Mr. Toothaker, in a neat speech, introduced the orator, who took his stand in the schoolmaster's pulpit, and surveyed his stalwart and gentle hearers, filling the sloping benches and overflowing out-of-doors. Gaffer and gammer, man and maiden, were distributed, the ladies to the right of the aisle, the gentlemen to the left. They must not be in contact,—perhaps because gaffer will gossip with gammer, and youth and maid will toy. Dignity demanded that they should be distinct as the conservative Right and radical Left of a French Assembly, Convenient, this, for the orator; since thus his things of beauty, joys forever, he could waft, in dulcet tones, over to the ladies' side, and his things of logic, tough morsels for life-long digestion, he could jerk, like bolts from an arbalist, over at the open mouths of gray gaffer and robust man.

I am not about to report the orator's speech. Stealing another's thunder is an offence punishable condignly ever since the days of Salmoneus. Perhaps, too, he may wish to use the same eloquent bits in the present Olympiad; for American life is measured by Olympiads, signalized by nobler contests than the petty States of Greece ever knew.

The people of Rangeley disappeared as mysteriously as they had emerged from the woods, having had their share of the good or bad talk of that year of freedom. If political harangues educate, the educated class was largely recruited that that summer.

Next day, again, was stormy. We stayed quietly under shelter, preparing for our real journey after so much prelude. The Isaac Newton's steam-whistle had sent up the curtain; the overture had followed with strains Der-Frei-schutzy in the Adirondacks, pastoral in the valleys of Vermont and New Hampshire, funebral and andante in the fogs of Mollychunkamug; now it was to end in an allegretto gallopade, and the drama would open.

At last the sun shone bright upon the silky ripples of the lake.

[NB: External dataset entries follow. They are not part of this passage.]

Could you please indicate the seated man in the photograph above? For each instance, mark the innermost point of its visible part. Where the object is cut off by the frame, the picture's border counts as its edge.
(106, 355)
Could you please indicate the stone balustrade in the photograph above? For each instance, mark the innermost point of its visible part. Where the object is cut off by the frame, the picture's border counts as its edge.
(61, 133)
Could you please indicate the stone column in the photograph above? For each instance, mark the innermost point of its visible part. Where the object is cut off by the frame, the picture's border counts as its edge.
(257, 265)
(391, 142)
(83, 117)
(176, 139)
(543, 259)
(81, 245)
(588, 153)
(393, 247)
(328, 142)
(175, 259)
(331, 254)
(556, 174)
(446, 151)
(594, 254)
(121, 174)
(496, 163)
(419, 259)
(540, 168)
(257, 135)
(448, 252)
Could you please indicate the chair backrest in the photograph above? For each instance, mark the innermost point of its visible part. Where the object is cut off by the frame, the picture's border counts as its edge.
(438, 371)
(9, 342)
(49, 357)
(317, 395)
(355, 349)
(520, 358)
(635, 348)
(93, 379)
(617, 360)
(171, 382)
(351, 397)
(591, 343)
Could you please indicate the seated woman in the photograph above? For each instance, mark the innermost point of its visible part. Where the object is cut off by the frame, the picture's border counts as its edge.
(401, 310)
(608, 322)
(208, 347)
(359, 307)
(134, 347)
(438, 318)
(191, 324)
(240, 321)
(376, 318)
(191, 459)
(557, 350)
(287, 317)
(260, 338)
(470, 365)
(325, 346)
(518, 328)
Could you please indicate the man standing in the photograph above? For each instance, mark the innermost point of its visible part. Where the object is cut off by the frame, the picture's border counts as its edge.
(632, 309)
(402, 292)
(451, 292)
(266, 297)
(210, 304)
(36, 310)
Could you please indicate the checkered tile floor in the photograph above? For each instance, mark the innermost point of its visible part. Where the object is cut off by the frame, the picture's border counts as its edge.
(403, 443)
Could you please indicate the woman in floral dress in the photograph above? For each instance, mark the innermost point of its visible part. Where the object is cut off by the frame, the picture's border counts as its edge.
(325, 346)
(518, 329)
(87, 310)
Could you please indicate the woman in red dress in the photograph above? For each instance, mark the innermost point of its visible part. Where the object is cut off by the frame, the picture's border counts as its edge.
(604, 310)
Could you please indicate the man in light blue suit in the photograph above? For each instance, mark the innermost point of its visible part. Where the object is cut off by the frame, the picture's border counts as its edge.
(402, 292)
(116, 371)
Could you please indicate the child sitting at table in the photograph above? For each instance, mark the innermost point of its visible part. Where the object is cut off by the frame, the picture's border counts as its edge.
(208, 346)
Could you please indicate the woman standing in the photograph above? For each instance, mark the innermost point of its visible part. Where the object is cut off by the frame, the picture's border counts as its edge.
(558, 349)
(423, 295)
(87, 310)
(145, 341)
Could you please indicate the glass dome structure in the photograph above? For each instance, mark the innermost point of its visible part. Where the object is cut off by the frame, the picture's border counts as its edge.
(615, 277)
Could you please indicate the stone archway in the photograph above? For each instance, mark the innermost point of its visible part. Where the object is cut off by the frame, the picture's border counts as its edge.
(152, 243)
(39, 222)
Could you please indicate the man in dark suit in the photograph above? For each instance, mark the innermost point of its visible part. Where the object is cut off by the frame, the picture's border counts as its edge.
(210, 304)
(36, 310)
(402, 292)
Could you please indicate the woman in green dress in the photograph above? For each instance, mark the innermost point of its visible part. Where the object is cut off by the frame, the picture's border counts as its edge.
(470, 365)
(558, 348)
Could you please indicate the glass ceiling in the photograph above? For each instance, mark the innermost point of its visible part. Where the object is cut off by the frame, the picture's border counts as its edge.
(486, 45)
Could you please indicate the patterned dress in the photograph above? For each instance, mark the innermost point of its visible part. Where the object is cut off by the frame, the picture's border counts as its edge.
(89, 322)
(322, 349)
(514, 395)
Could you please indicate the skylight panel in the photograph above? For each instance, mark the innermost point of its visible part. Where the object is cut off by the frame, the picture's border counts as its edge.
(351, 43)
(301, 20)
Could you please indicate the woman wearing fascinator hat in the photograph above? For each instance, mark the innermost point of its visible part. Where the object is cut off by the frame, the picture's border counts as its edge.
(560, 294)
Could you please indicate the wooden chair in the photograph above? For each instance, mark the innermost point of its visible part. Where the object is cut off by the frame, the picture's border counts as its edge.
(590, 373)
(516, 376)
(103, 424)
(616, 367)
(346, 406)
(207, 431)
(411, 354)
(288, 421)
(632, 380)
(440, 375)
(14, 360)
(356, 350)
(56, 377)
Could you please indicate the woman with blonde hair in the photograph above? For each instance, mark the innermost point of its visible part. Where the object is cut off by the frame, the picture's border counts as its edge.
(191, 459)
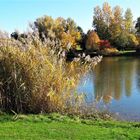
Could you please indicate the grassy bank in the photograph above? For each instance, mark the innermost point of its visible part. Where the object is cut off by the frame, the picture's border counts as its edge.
(57, 127)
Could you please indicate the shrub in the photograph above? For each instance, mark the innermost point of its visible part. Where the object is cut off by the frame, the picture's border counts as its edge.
(34, 78)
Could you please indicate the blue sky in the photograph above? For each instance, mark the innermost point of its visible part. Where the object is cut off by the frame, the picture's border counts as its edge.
(16, 14)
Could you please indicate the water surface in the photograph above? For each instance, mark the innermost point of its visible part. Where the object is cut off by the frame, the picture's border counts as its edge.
(115, 84)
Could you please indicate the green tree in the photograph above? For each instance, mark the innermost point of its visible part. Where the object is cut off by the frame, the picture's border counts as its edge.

Mr. Toothaker provided two buggies,—one for himself and our traps, one for Iglesias and me. We rattled away across county and county. And so at full speed we drove all day, and, with a few hours' halt, all night,—all a fresh, starry night,—until gay sunrise brought us to Skowhegan, on the road to Moosehead Lake.

As we had travelled all night, breakfast must be our substitute for slumber. Repletion, instead of repose, must restore us. Two files of red-shirted lumbermen, brandishing knives at each other across a long table, only excited us to livelier gymnastics; and when we had thus hastily crammed what they call in Maine beefsteak, and what they infuse down East for coffee, we climbed to the top of a coach of the bounding-billow motion, and went pitching northward.

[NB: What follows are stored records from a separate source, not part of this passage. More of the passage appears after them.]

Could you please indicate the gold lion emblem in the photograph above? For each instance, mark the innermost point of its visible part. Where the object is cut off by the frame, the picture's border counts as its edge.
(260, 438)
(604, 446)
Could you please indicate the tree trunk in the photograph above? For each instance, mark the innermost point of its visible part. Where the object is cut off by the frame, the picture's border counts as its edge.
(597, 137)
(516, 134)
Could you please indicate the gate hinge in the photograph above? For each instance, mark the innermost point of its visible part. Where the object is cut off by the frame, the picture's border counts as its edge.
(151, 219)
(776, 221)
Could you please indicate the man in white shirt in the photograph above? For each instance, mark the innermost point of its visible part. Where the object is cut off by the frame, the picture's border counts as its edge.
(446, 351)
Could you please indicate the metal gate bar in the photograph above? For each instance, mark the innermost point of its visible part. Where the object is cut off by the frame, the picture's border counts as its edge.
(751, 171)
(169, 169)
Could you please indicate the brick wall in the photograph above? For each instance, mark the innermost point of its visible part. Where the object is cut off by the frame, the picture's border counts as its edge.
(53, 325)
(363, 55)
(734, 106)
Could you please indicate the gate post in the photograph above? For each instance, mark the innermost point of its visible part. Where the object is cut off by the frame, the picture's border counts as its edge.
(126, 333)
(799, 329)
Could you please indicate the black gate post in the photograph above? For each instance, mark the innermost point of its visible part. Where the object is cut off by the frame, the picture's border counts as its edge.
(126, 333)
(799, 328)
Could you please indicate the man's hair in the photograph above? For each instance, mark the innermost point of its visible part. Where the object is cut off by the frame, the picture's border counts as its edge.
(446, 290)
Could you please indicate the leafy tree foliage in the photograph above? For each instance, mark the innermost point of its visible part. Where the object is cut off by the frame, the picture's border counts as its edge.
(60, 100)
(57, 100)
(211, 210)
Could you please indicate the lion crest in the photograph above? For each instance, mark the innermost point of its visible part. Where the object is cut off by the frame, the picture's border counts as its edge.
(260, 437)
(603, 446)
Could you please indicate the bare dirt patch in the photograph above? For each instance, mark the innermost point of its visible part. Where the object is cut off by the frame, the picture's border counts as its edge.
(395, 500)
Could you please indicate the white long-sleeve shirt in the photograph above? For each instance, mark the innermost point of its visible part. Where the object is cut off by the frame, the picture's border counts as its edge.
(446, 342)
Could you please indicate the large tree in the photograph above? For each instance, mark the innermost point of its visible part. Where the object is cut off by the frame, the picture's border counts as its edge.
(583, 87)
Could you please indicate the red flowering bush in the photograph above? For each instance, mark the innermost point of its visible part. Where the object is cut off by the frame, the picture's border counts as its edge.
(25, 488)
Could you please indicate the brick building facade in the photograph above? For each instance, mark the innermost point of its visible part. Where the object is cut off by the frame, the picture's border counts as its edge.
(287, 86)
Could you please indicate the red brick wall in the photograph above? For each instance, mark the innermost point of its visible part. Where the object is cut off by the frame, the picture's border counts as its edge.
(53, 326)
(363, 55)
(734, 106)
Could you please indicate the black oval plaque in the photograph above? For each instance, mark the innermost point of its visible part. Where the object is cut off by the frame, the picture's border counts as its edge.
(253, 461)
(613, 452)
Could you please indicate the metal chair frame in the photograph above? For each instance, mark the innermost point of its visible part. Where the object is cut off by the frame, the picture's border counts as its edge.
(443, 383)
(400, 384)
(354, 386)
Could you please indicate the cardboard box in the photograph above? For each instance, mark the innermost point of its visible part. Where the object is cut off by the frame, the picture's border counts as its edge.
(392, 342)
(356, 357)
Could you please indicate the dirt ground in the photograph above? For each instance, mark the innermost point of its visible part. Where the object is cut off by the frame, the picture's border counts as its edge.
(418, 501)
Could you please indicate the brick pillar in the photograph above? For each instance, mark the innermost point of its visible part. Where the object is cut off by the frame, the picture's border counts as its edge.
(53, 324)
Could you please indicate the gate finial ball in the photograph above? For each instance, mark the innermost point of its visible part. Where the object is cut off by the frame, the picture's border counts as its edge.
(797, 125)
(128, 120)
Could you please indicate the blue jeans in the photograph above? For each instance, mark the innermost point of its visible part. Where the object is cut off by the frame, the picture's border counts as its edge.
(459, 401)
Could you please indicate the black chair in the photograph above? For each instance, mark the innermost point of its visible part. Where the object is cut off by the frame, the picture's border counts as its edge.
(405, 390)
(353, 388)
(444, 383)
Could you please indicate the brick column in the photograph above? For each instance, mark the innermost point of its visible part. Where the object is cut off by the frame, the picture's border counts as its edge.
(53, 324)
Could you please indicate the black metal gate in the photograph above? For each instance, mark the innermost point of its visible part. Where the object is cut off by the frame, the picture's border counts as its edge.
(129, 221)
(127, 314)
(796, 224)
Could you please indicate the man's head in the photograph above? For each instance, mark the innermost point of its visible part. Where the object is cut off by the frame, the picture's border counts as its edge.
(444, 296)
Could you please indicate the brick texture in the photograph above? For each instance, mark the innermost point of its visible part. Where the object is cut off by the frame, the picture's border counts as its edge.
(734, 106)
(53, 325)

Two facts we learned from our coachman: one, that we were passing that day through a "pretty sassy country"; also, that the same region was "only meant to hold the world together." Personal "sassiness" is a trait of which every Yankee is proud; Iglesias and I both venture to hope that we appreciate the value of that quality, and have properly cultivated it. Topographical "sassiness," unmodified by culture and control, is a rude, rugged, and unattractive trait; and New England is, on the whole, "sassier" than I could wish. Let the dullish day's drive, then, be passed over dumbly. In the evening, we dismounted at Greenville, at the foot of Moosehead Lake.